Con il secondo motivo, erroneamente rubricato come terzo, si denuncia omesso esame di un punto decisivo della controversia.

Il motivo – che lamenta un preteso, omesso esame del comportamento dell’autore del fatto/reato – è inammissibile attesane la assoluta genericità e la mancanza di un efficace quanto imprescindibile momento di sintesi fattuale che indichi con chiarezza alla corte il fatto controverso e la sua decisività ai fini del giudizio.

Con il terzo motivo, si denuncia, infine, erronea e omessa motivazione su di un punto decisivo della controversia – motivazione insufficiente.

Il motivo è inammissibile poichè, nel censurare la declaratoria di inammissibilità pronunciata dalla corte di appello con riferimento alla censura di erronea ed eccessiva liquidazione del danno e della determinazione dei postumi da parte del ctu (condivisibilmente cagionata, a giudizio del giudice partenopeo, “dalla mancanza di ragioni fattuali e giuridiche contrapposte dagli appellanti alle argomentazioni della sentenza di primo grado”), non risulta punto riprodotto, in spregio al principio di autosufficienza del ricorso per cassazione, il contenuto nell’atto di appello rilevante in parte qua, onde consentire alla corte di legittimità un esame autosufficiente della doglianza così rappresentata, senza dover ricorrere ad integrazioni ab estrinseco del contenuto del ricorso.

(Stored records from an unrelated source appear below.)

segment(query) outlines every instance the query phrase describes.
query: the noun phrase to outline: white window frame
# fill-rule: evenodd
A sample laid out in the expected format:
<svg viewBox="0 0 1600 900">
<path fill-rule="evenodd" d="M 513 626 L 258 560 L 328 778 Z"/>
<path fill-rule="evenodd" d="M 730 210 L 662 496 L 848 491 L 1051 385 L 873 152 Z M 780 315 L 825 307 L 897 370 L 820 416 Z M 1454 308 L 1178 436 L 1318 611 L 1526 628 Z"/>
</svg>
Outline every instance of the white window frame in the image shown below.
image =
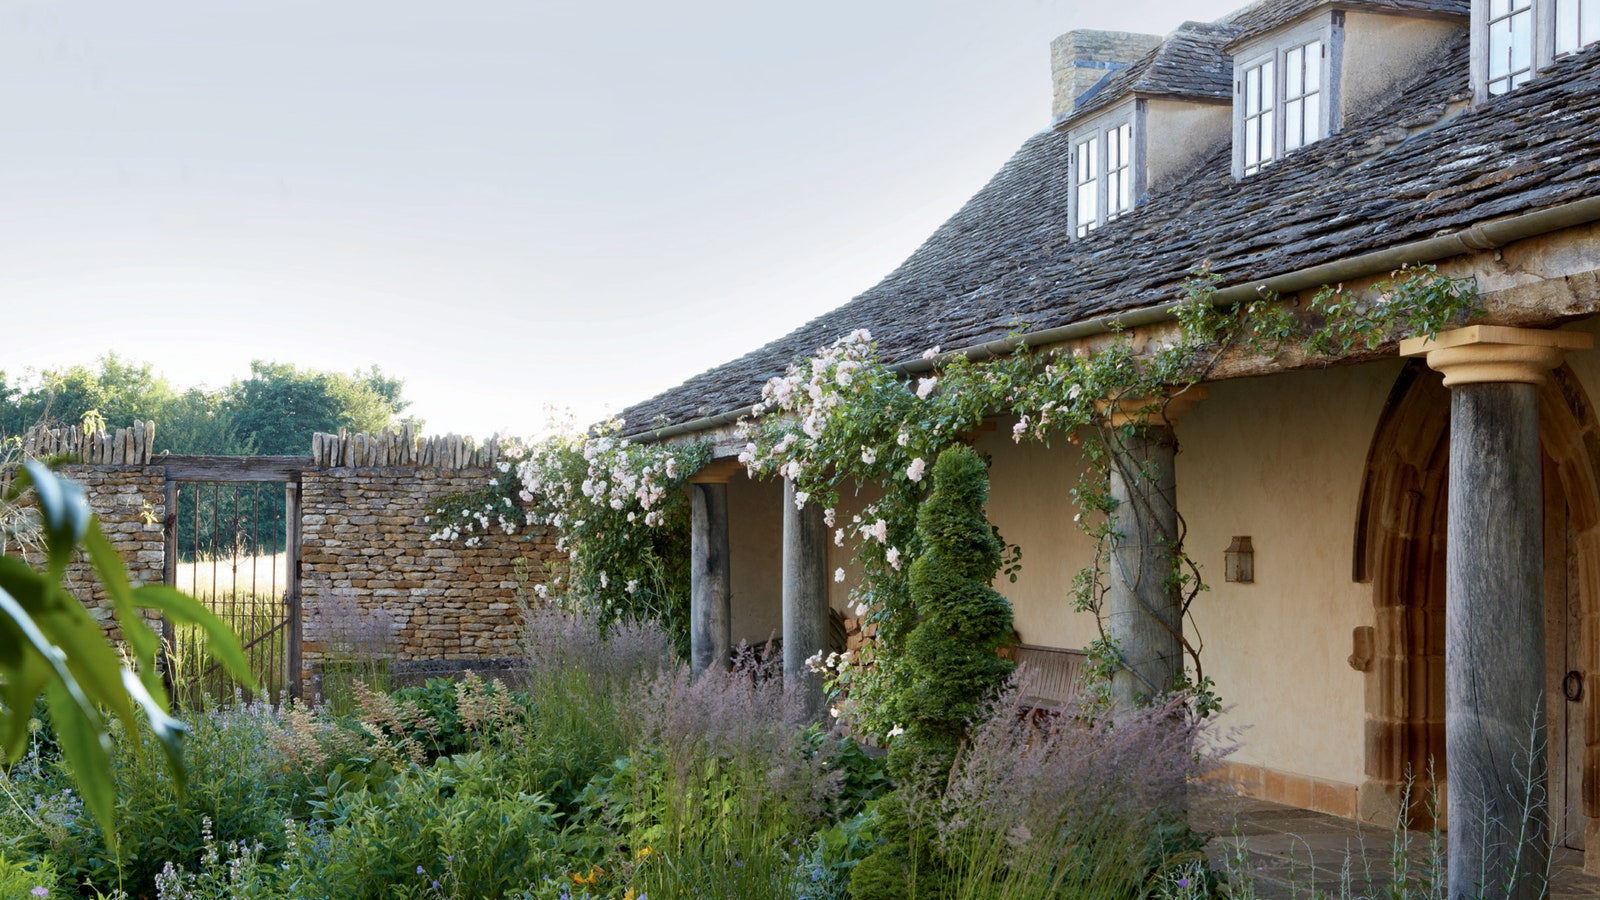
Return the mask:
<svg viewBox="0 0 1600 900">
<path fill-rule="evenodd" d="M 1136 119 L 1130 105 L 1068 132 L 1072 154 L 1068 210 L 1074 239 L 1088 237 L 1138 204 L 1144 157 Z"/>
<path fill-rule="evenodd" d="M 1520 27 L 1520 36 L 1513 29 L 1501 39 L 1507 21 Z M 1481 103 L 1508 94 L 1561 57 L 1595 43 L 1600 0 L 1473 0 L 1473 96 Z"/>
<path fill-rule="evenodd" d="M 1300 28 L 1271 36 L 1241 49 L 1233 64 L 1233 174 L 1235 178 L 1254 175 L 1286 155 L 1332 134 L 1338 114 L 1335 55 L 1335 20 L 1320 18 Z M 1310 61 L 1291 72 L 1297 53 L 1310 48 Z M 1269 71 L 1263 71 L 1269 70 Z M 1262 102 L 1251 108 L 1248 101 L 1256 88 L 1256 73 L 1270 83 L 1259 87 Z M 1296 74 L 1301 76 L 1298 87 Z M 1316 87 L 1308 85 L 1314 79 Z M 1307 98 L 1313 98 L 1308 100 Z M 1298 112 L 1296 112 L 1298 110 Z M 1296 112 L 1291 116 L 1291 112 Z M 1291 125 L 1298 125 L 1291 133 Z M 1250 138 L 1256 139 L 1252 148 Z M 1252 158 L 1255 149 L 1259 158 Z"/>
</svg>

Ricorso che è pertanto rigettato.

La disciplina delle spese segue – giusta il principio della soccombenza – come da dispositivo.

P.Q.M.

La corte rigetta il ricorso e condanna il ricorrente al pagamento delle spese del giudizio di cassazione, che si liquidano in complessivi Euro 5.200,00 di cui Euro 200,00 per spese generali.

Così deciso in Roma, il 16 febbraio 2011.